Aidan:okay. bell me whenever u want
Wow. If anyone has the right to be insecure, it’s not me. But I can’t help how terrified I am that Aidan’s concern for me makes me feel good. Makes me feel valid and wanted, but at the same time so unworthy I want to take his messages and set them on fire. He doesn’t deserve to care about me. It will only hurt him and then hurt me when he can’t take it anymore.
“Ludovico, leave your cousin alone. He doesn’t have time for your silly games.”
My aunt pulls Angelo away from me and out of the room. I scream as he goes, and I scream and scream until my mum comes in and shuts me up. “He’s not yours. Now be quiet, your father’s embarrassed of you.”
I blink away my ten-year-old cousin’s lovely face, it’s perfection marred by confusion. One day I’ll get over the fact that I never saw him again, but today isn’t that day, and I have other things—other perfect faces—on my mind. I read through Aidan’s messages one more time; then I delete them and shove my phone in a drawer. I was an impossible child, and now I’m a difficult man. Aidan doesn’t need that in his life—no one does.
The rest of my evening passes in a haze of catching up on work and tidying away the mess I’ve somehow created by doing nothing at all. My phone calls to me every time I come in the kitchen, but I ignore it. It’s been twenty-four hours since Aidan last messaged me, and I’m so sure he’s done that I’m almost relieved. Without him I can get back to the monotony I need to stay sane—the beige that keeps me safe. Maybe I’ll paint the rest of the house the same puke-esque cream as the spare room—
My phone rings. I freeze, my hand on the kettle. It could be anyone, but of course it’s Aidan, unless I worried Rita enough for her to check up on me.
Such a thing isn’t unheard of, but I know it’s Aidan, and the drawer isright next to me. My hand twitches. I ball it into a fist but reach for the drawer with the other before I can stop myself.
My battered iPhone greets me, lit up with Aidan’s name and the photo of the rosemary bush I’ve assigned to his contact.
I should’ve blocked his number.
But I didn’t because I don’t want to. I want—no,need—to hear his voice, even if it’s for the last time.
I take the call. “Hey.”
“Hey yourself.” His voice is scratchy and rough, as though he’s been smoking a lot. “Am I disturbing you? Fuck, I didn’t realise how late it is.”
I glance at the clock and roll my eyes. “It’s nine o’clock.”
Aidan yawns. “That’s late for me when I’m working. Getting up early basically turns me into my dad.”
Shut it down. Shut it down. Shut it down.“Your dad? What’s he like?”
“Dead. And probably just as well. He was a nasty bastard.”
It makes sense. Aidan is all sharp edges and deflective defence.

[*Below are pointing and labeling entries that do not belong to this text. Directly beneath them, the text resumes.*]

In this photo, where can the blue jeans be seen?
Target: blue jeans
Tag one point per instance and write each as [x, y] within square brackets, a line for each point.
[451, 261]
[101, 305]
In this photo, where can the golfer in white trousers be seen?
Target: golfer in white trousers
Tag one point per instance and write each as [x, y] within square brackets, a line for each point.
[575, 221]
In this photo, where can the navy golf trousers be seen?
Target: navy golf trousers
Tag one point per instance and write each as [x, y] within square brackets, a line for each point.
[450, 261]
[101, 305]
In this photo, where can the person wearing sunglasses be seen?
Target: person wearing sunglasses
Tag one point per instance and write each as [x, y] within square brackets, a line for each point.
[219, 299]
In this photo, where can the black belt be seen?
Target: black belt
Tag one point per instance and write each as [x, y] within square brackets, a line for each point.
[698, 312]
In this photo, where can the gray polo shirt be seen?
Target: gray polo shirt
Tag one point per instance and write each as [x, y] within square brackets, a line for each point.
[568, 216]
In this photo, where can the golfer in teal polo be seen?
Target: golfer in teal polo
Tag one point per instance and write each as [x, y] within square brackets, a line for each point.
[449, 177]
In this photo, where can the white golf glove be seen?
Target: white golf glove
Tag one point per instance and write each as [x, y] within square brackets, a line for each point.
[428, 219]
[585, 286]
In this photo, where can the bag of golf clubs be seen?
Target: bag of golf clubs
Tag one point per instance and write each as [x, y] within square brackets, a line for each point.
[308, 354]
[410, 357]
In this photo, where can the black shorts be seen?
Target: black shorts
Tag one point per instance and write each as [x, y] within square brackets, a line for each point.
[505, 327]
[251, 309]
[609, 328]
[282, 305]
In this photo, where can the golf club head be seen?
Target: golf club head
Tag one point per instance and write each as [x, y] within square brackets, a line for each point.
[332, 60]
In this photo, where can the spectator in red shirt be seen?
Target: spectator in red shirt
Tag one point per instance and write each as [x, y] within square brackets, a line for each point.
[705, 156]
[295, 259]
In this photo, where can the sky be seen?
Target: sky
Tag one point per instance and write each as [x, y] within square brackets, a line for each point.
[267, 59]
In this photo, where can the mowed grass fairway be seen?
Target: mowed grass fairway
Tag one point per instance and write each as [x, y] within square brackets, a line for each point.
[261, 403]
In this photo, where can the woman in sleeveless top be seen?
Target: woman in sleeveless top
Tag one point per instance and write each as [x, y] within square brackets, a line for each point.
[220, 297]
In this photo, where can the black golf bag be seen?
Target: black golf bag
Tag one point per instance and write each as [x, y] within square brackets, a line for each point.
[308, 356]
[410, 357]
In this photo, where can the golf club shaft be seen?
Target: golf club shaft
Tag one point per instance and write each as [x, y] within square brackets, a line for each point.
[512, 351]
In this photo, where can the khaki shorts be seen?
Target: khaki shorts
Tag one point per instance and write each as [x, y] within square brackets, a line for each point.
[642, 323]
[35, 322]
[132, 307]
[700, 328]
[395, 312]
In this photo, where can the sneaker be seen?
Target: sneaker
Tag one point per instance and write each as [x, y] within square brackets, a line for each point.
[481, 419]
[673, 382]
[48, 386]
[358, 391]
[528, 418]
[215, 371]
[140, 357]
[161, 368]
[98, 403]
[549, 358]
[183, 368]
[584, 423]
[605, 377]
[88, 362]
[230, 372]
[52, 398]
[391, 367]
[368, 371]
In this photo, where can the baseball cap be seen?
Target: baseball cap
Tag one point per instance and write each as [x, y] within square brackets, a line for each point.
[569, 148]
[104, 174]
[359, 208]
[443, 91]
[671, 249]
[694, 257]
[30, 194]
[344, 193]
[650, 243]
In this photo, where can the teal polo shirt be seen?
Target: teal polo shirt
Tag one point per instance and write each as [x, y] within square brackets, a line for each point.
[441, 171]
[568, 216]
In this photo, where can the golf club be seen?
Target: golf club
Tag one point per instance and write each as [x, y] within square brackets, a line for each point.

He’s not a man who’s been loved. “When did he die?”
“A few years ago. I don’t count them anymore.”
“Because you hated him?”
“No, because I didn’t care enough even for that.”
That wounds me. It shouldn’t, but it does. I don’t want Aidan to be a man who doesn’t care about anything. Who walks through life cold and believing himself unlovable. He is kind and funny and gorgeous, and God, I wish he knew it.
So tell him.
My brain does a one-eighty. Suddenly pushing him away doesn’t seem so important. I pour water from the kettle into a mug already loaded with lavender tea. It tastes like soap, but Rita told me purple and blue are calming colours, and I need all the purple right now. “What about your mum?”
“She’s dead too.”
“When?”
“A long time ago.”
He doesn’t want to talk about that—about any of it. But he wants to talk or he wouldn’t have called. And clearly I want to talk or I wouldn’t have answered the damn phone.
I take my mug upstairs to my bedroom. The spare room door is closed, like it has been since I stumbled out of there three nights ago. I open it now and peer inside at the drab walls. It’s not a space that makes me think of Aidan, and I feel bad that he had to come in here to find me.
“Ludo?”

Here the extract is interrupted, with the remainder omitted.